In summary, we started with lack of information about the container system, other than the constraint that the sum of the number of containers carried by the three modes should add

up to 120. Clearly, there are many values of 𝑑1, 𝑑2 and 𝑑3 that satisfy this constraint-we could have chosen 𝑑1 = 120; 𝑑2 = 0; 𝑑3 = 0 or 𝑑1 = 20; 𝑑2 = 70; 𝑑3 = 30 and both will satisfy the constraint. Neither choice of values seems particularly appropriate, because each goes beyond what we know. We are assuming something which can turn out to be true or false. To avoid introducing potential false information, we employed the principle of maximum entropy to select that probability distribution or modal demands which is consistent with the constraint and contains the least added information (maximum entropy). The resulting probability distribution turns out to be the uniform distribution with equal mode share. The researchers were then introduced to new set of information in terms of the average cost of using each mode.
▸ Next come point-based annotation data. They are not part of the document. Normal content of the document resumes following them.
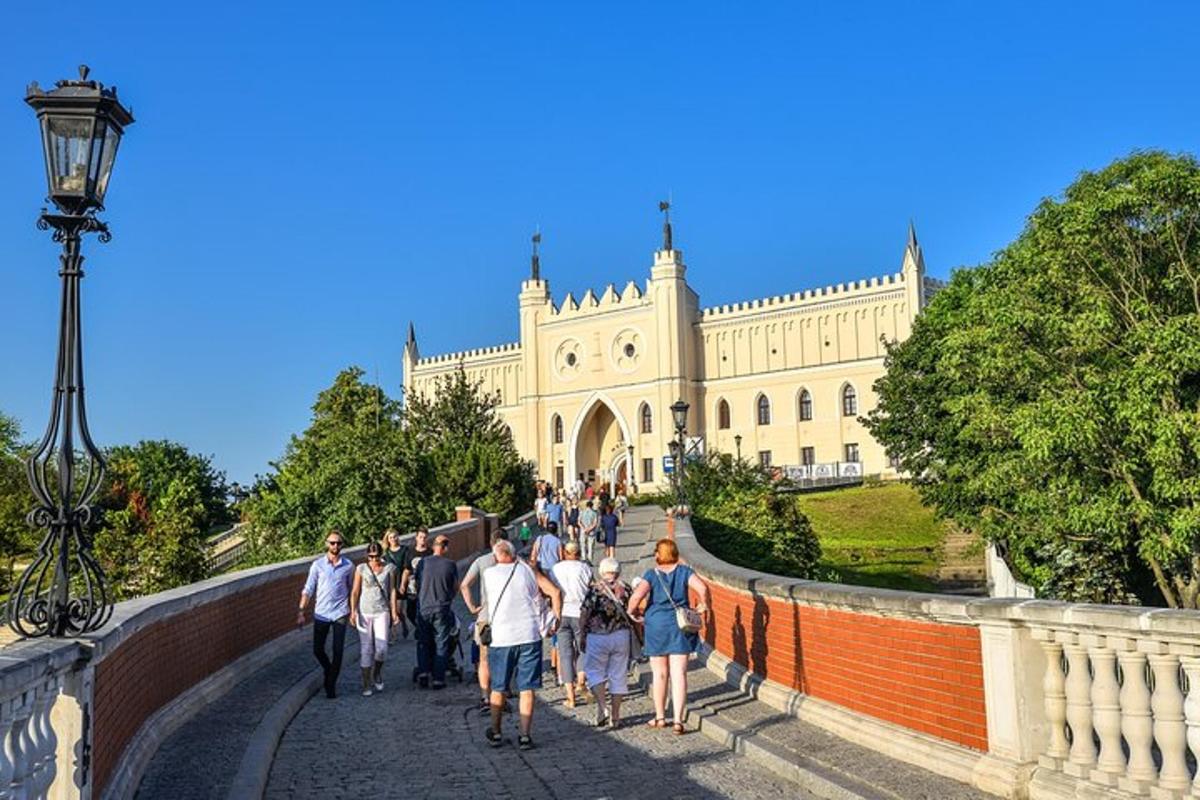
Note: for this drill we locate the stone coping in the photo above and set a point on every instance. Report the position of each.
(1131, 621)
(25, 661)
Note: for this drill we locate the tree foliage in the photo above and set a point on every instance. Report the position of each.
(159, 501)
(367, 462)
(1050, 398)
(739, 515)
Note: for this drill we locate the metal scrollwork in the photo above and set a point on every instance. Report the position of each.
(64, 591)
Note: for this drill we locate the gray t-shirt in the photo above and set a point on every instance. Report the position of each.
(376, 589)
(478, 590)
(438, 582)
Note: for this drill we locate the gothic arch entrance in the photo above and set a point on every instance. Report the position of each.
(599, 444)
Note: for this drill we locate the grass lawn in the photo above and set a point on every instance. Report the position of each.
(876, 536)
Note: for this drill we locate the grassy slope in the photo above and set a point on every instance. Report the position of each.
(876, 536)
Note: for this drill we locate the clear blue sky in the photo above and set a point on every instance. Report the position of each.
(306, 178)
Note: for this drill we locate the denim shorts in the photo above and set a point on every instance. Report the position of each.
(519, 661)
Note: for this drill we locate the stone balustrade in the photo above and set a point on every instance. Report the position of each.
(1020, 697)
(82, 717)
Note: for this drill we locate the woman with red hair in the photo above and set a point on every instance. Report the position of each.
(667, 644)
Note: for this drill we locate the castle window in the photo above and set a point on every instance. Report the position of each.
(849, 401)
(723, 415)
(805, 405)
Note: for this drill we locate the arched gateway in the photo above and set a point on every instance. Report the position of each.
(599, 444)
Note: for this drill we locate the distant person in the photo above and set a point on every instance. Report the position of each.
(329, 584)
(438, 581)
(589, 525)
(666, 587)
(474, 594)
(375, 608)
(607, 630)
(609, 524)
(514, 597)
(573, 577)
(394, 554)
(555, 512)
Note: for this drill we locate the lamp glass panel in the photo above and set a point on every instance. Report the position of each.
(69, 142)
(108, 155)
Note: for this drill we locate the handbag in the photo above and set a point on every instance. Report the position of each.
(687, 618)
(485, 629)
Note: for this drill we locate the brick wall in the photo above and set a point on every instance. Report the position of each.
(923, 675)
(138, 674)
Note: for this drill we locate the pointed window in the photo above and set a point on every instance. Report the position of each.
(805, 405)
(849, 401)
(723, 415)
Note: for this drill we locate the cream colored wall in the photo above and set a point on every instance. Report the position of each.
(821, 340)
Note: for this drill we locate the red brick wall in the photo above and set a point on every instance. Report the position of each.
(162, 660)
(166, 659)
(927, 677)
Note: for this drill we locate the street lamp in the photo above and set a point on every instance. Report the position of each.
(64, 593)
(678, 450)
(633, 477)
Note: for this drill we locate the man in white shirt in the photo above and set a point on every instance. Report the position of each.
(514, 611)
(574, 577)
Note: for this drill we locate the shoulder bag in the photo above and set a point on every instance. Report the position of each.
(485, 629)
(687, 618)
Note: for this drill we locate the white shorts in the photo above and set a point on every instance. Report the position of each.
(607, 660)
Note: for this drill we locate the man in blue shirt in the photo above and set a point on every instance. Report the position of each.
(329, 582)
(555, 511)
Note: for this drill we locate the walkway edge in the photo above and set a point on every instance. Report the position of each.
(255, 770)
(809, 775)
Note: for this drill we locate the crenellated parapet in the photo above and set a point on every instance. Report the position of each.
(610, 300)
(498, 352)
(805, 300)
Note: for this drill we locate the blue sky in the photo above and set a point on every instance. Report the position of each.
(306, 178)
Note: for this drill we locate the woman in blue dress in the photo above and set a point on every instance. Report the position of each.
(665, 588)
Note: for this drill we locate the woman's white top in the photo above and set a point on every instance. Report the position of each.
(574, 577)
(515, 617)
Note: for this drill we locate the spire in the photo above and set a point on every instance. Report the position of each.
(535, 262)
(665, 208)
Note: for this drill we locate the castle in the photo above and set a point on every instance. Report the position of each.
(783, 380)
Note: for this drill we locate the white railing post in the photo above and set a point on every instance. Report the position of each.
(1110, 764)
(1137, 721)
(1054, 701)
(1170, 732)
(1192, 714)
(1079, 708)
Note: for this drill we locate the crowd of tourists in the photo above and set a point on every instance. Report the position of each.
(520, 595)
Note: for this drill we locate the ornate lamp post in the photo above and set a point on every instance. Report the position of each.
(63, 593)
(678, 449)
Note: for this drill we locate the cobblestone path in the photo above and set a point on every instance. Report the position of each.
(409, 743)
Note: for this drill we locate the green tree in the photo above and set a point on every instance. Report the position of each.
(468, 451)
(160, 501)
(352, 469)
(1051, 397)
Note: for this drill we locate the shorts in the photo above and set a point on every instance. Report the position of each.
(521, 662)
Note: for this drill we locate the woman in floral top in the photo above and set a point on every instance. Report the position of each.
(606, 631)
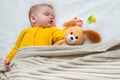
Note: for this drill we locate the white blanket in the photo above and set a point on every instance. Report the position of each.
(87, 62)
(14, 17)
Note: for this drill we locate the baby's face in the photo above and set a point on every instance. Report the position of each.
(45, 17)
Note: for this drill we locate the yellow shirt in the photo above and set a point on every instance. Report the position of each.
(36, 36)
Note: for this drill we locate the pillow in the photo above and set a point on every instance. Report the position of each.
(14, 17)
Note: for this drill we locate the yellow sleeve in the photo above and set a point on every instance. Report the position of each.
(12, 53)
(58, 34)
The new information required the probability distributions constructed to be updated in light of the new information, which was done using two updating methods; AEU and REU methods.

Both methods were shown to yield the same results.

The numerical example also demonstrates the subjective nature of the probabilities constructed by the researchers to cope with their lack of knowledge about the system. It shows that a new research team with new set of information or additional set of information about the system are likely to generate different probability distributions. What is also very clear is that if the two research teams have the same set of information, they will end up constructing the same probability distributions. Additionally, all the information does not have to be available to the two teams at the same time-each can receive different amount of information at a given time and each will produce different probability distributions during the information flow and update them as new information comes along. In the end, both teams will generate the same probability distributions if it turns out that each have access to the same amount of information.

It has also been demonstrated that having additional information ought to yield on average better probability distribution in the sense that it produces less entropy or uncertainty.